ICC intracluster correlation

Type I error

When simulating under the null with 30% missing data, type I error ranged from 2.7 to 8.1% (Table 5). Larger values occurred using simulation method 3 (random intercept and slope for clusters) with larger ICC. Other methods and ICCs yielded values that were close to nominal.

Table 5.

Type I error rate when estimating under the null hypothesis of no difference between arms, with 30% missing data in same direction for each of the three simulation methodsa

k, clusters per arm m, subjects per cluster Method 1 Method 2 Method 3
ICC = 0.01 ICC = 0.1 ICC = 0.01 ICC = 0.1 ICC = 0.01 ICC = 0.1
5 10 3.9 6.3 2.7 4.4 4.9 6.5
20 4.1 5.6 3.7 6.1 4.7 7.8
50 5.2 4.4 5.4 4.1 4.8 6.8
10 10 4.1 6.0 4.8 5.6 5.0 5.6
20 5.0 6.2 4.9 5.7 5.3 7.0
50 4.7 4.2 5.3 5.4 6.4 8.1
20 10 5.0 4.3 5.3 4.1 4.3 6.4
20 4.3 6.2 5.8 3.8 5.0 5.7
50 4.8 5.2 4.8 4.3 5.6 5.7
50 10 5.0 5.8 4.8 4.9 6.5 6.5
20 5.5 5.5 5.1 5.0 6.1 6.3
50 5.2 4.7 4.5 5.1 6.4 6.7

aSimulation method 1 = compound symmetry; method 2 = Toeplitz; method 3 = random intercepts and slopes

Motivating example

We demonstrate the MMRM-CRT with Meta-Salud Diabetes, a CRT designed to reduce the risk of CVD in diabetics in the Mexican state of Sonora by focusing on improving healthy behaviors. Clusters were health clinics where the intervention was implemented, and randomization was stratified by region (north, south, central). Informed consent from all participants was given and ethical approval was obtained. Details can be found elsewhere [3]. Briefly, the primary outcome was the Framingham CVD risk score, which is a function of age, sex, blood pressure, cholesterol, smoking, and diabetic status, as detailed in D’Agostino et al. which estimates the risk of CVD in the next 10 years [36]. Twenty-four clinics were randomized to intervention (n = 293) or control (n = 242), with two clusters eventually being dropped from the control arm due to logistical reasons. Participants were assessed at baseline, 3, and 12 months. For this demonstration, we fit a MMRM-CRT with fixed effects of time, arm, time x arm, strata, and a random effect for clinics. Time was fit categorically and the 3 × 3 covariance matrix for time was unstructured. Inference focused on the difference in CVD risk between the arms at 3 and 12 months.

Results

By month 12, the rates of missing outcome data were 21% and 11% for the intervention and control arm respectively.

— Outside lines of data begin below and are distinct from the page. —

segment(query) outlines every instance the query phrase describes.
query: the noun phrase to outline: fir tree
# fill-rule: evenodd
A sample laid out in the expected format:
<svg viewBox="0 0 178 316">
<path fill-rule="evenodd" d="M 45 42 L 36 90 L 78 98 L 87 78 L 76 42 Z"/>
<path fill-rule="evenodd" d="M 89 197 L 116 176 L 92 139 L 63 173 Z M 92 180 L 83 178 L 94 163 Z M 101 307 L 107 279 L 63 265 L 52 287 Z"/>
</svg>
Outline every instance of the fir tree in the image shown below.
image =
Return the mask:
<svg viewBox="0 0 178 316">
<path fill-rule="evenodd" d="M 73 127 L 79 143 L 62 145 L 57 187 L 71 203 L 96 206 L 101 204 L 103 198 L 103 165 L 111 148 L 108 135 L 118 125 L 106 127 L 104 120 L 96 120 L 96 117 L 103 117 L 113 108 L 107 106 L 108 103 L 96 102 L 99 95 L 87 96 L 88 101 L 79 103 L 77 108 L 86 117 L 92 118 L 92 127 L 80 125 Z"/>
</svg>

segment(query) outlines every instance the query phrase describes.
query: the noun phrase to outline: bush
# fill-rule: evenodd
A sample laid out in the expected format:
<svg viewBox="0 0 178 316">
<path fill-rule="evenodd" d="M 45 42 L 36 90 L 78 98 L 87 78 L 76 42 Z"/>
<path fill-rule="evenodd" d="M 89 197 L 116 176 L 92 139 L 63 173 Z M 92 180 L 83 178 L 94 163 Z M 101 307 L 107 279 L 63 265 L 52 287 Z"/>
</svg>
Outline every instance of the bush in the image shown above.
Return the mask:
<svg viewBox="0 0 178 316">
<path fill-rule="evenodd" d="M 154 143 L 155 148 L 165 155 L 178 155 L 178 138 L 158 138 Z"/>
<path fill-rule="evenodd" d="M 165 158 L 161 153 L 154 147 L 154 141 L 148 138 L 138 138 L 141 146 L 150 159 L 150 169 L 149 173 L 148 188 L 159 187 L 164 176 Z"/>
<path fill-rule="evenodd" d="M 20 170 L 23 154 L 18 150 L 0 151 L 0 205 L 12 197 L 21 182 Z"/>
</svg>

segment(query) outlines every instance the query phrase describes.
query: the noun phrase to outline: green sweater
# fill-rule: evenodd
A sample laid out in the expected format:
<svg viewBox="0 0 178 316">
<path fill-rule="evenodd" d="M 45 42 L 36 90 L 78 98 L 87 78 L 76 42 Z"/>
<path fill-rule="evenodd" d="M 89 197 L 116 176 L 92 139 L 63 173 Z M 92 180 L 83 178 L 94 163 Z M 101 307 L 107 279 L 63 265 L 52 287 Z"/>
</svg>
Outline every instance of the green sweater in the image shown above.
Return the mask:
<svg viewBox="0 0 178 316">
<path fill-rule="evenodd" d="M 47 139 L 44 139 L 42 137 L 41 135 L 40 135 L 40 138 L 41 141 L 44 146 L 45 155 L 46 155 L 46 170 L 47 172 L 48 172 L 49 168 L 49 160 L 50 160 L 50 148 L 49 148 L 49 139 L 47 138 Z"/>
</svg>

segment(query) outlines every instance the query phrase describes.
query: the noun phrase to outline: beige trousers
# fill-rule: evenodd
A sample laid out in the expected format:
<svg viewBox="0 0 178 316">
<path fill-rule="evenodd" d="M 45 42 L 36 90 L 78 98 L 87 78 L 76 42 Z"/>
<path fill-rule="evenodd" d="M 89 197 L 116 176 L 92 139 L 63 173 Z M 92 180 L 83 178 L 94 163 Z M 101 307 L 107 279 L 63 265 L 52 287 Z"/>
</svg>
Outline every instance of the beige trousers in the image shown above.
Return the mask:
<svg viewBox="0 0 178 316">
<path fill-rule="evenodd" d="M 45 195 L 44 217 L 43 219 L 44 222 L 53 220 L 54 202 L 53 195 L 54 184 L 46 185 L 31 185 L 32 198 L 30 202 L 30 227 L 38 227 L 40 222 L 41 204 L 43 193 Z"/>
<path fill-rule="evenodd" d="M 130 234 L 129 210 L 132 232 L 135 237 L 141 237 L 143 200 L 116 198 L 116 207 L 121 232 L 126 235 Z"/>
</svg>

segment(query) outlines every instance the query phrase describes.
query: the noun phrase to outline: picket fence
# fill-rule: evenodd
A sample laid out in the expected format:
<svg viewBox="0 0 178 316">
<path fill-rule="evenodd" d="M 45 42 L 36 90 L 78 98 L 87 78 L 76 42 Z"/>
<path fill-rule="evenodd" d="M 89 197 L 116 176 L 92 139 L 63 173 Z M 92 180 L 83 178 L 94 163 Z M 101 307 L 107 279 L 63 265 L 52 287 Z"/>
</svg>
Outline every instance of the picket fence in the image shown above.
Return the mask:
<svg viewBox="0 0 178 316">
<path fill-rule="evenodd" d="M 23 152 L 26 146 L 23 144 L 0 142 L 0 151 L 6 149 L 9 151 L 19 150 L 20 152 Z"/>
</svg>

We found statistically significant differences in CVD risk at both 3 and 12 months. CVD risk was 4.8 percentage points higher in the intervention arm than the control arm at 3 months (95% CI 1.2, 8.5, p = 0.01); at 12 months the difference was 3.9 percentage points (95% CI 0.3, 7.4, p = 0.03). See Table 6. The ICC was estimated to be 0.031, similar to what other studies have found for various psycho-social and behavioral outcomes [34]. This trial had differential retention. While rates of missingness/retention should always be monitored and investigated by trial staff, unbiased estimation is still possible, as shown by Bell et al. [37]. In this particular case, it may have been due to the higher rate of participants who had just joined the health clinic in the intervention arm (34.1) versus the control arm (9.4), and were not fully committed to the clinic.

Table 6.

Cardiovascular disease (CVD) risk from the Meta-Salud Diabetes cluster randomized trial at 3 and 12 months post intervention

Month Nint missing (%) Nctl missing (%) CVD risk (%) intervention N = 293 CVD risk (%) control N = 225 Difference (95% CI) p value
0 1 (0.3) 6 (2.7) 21.0 (18.5, 23.6) 22.9 (20.1, 25.7)
3 47 (16.0) 33 (14.7) 19.1 (16.6, 21.7) 24.0 (21.2, 26.8) 4.8 (1.2, 8.5) 0.01
12 61 (20.8) 31 (10.7) 19.3 (16.8, 21.9) 23.2 (20.5, 26.0) 3.9 (0.3, 7.4) 0.03

Discussion

We aimed to investigate the mixed model for repeated measures for CRTs, for complete data and for data MAR, where assessments of the continuous outcome are made at fixed time points. When simulating a treatment effect at the final time point we found that estimates were unbiased when data were complete and when data were MAR. Estimates of variance components were mostly unbiased, although cluster effects were, in some cases, overestimated, particularly when the number of clusters per arm was small (k = 5) and when the data were simulated with random intercept and slopes for cluster. Although the percentage bias was large in some cases, up to 186%, this is due to a small true value of σ2C = 0.71, and an average estimate of 2.0. In practice, this may not have much effect, but caution should be used whenever sample sizes are small, including when there are a small number of clusters with small cluster size.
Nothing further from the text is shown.